Sheryl Sandberg to Speak at HBS

The Facebook COO will address degree candidates on May 23.

The chief operating officer of Facebook, Sheryl Sandberg ’91, M.B.A. ’95, will address Harvard Business School (HBS) graduates as Class Day speaker on May 23, the school has announced.

Since arriving from rival Google in 2008, Facebook’s second-in-command has helped increase what was a base of 70 million users to more than 750 million active "friends" today, representing about 11 percent of the world's population, according to Forbes. An outspoken advocate for women leaders, Sandberg—a mother of two—has recently made headlines for voicing her opinions on work-life balance and the difficulties women face trying to juggle motherhood with a high-powered job. 

“There's no such thing as work-life balance. There's work, and there's life, and there's no balance,” she said in an interview for the Makers series from PBS and AOL. “I feel guilty when my son says, 'Mommy, put down the BlackBerry, talk to me,' and that happens far too much. I think all women feel guilty. I think what's interesting is I don't know many men who feel guilty.”

Ranked fifth on the Forbes list of “the world's 100 most powerful women” in 2011, Sandberg—who oversees Facebook’s business operations, including sales, marketing, business development, human resources, public policy, and communications—has been vocal about leaving the workplace by 5:30 each evening so she can have dinner with her children, and sometimes working until late at night or very early in the morning to prove that she is still giving it “her all.”

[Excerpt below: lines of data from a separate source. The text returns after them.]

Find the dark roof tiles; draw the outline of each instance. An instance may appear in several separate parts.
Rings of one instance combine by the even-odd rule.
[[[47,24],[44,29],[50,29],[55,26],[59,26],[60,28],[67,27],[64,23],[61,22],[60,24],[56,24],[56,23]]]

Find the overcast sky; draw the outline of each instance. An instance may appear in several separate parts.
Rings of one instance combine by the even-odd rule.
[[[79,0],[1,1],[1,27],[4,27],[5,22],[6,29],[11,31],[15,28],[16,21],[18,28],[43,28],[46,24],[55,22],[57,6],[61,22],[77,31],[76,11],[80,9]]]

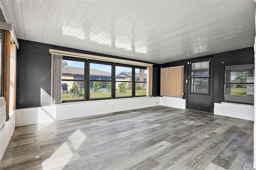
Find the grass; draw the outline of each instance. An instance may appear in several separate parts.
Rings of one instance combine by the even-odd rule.
[[[124,97],[124,96],[132,96],[132,89],[126,89],[126,93],[122,93],[118,90],[116,91],[116,97]],[[136,90],[135,91],[136,96],[146,96],[146,89],[142,90]],[[72,98],[70,93],[62,93],[62,100],[80,100],[84,99],[84,98],[78,97],[76,98]],[[110,98],[111,97],[111,92],[90,92],[90,98]]]
[[[246,96],[246,88],[231,88],[231,96]]]

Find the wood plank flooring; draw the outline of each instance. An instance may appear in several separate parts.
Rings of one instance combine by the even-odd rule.
[[[253,122],[156,106],[18,127],[1,170],[251,170]]]

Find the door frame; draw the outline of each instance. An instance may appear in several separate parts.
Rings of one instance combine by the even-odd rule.
[[[204,61],[210,61],[209,63],[209,80],[208,80],[208,94],[200,94],[200,93],[192,93],[191,94],[191,83],[192,83],[192,79],[191,72],[192,71],[192,63],[198,63],[198,62],[202,62]],[[210,106],[211,107],[211,109],[210,109],[210,111],[205,111],[200,110],[200,109],[192,109],[194,110],[198,110],[199,111],[205,111],[208,113],[213,113],[214,111],[214,56],[211,55],[209,56],[207,56],[204,57],[200,58],[195,58],[195,59],[190,59],[188,60],[188,72],[187,72],[187,80],[188,80],[187,84],[187,100],[186,102],[186,108],[188,109],[191,109],[191,107],[189,107],[189,102],[191,102],[191,101],[190,101],[190,96],[191,94],[192,95],[200,95],[199,96],[208,96],[209,98],[211,98],[211,102],[209,102],[209,104],[210,103]],[[201,96],[202,95],[202,96]],[[192,100],[192,99],[190,99]]]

“I walk out of this office every day at 5:30 so I’m home for dinner with my kids at 6:00, and interestingly, I’ve been doing that since I had kids,” Sandberg said in her Makers video. ”I did that when I was at Google, I did that here, and I would say it’s not until the last year, two years that I’m brave enough to talk about it publicly. Now I certainly wouldn’t lie, but I wasn’t running around giving speeches on it.”

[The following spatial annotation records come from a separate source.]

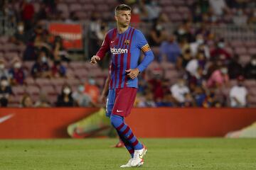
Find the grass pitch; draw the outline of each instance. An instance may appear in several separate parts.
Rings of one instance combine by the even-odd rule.
[[[0,140],[1,170],[122,169],[129,159],[117,139]],[[254,139],[142,139],[139,169],[256,169]]]

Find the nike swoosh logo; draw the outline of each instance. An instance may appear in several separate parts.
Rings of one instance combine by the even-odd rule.
[[[11,118],[13,116],[14,116],[14,114],[11,114],[11,115],[5,115],[4,117],[0,118],[0,123],[2,123],[6,121],[7,120],[9,120],[9,118]]]

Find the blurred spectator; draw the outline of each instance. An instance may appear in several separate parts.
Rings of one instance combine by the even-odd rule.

In late 2007, Mark Zuckerberg, co-founder and CEO of Facebook, met Sandberg at a Christmas party, and by February 2008, felt she would be a “perfect fit” for his company. According to a profile in The New Yorker, Sandberg began work at Facebook that March, asking questions and listening. “She walked up to hundreds of people’s desks and interrupted them and said, ‘Hi, I’m Sheryl Sandberg,’ ” recalls Chris Cox, the vice president of product, who sits next to Zuckerberg. “It was this overt gesture, like, ‘OK, let your guard down. I’m not going to hole up with Mark. I’m going to try and have a relationship with you guys.’ ”

Prior to Facebook, Sandberg was vice president of global online sales and operations at Google, and was instrumental in launching Google.org, the company’s philanthropic arm. Before joining Google, she served as chief of staff for the U.S. Treasury Department under President Clinton, helping lead its work on forgiving debt in the developing world.

Born in 1969 in Washington, D.C., Sandberg attended public schools and excelled. She graduated from Harvard in 1991, earning the Williams Prize as the top student in economics; her mentor was future Harvard president Lawrence H. Summers. After graduation she was recruited as his research assistant at the World Bank, where she worked on health projects in India, dealing with leprosy, AIDS, and blindness. In 1995, she earned her M.B.A. from HBS with highest distinction.

Addressing Barnard’s graduating class in 2011 as keynote speaker, Sandberg urged students to “lean in” to leadership roles.

“We will never close the achievement gap until we close the ambition gap,” she said.  “But if all young women start to lean in, we can close the ambition gap right here, right now, if every single one of you leans in.  Leadership belongs to those who take it.  Leadership starts with you.”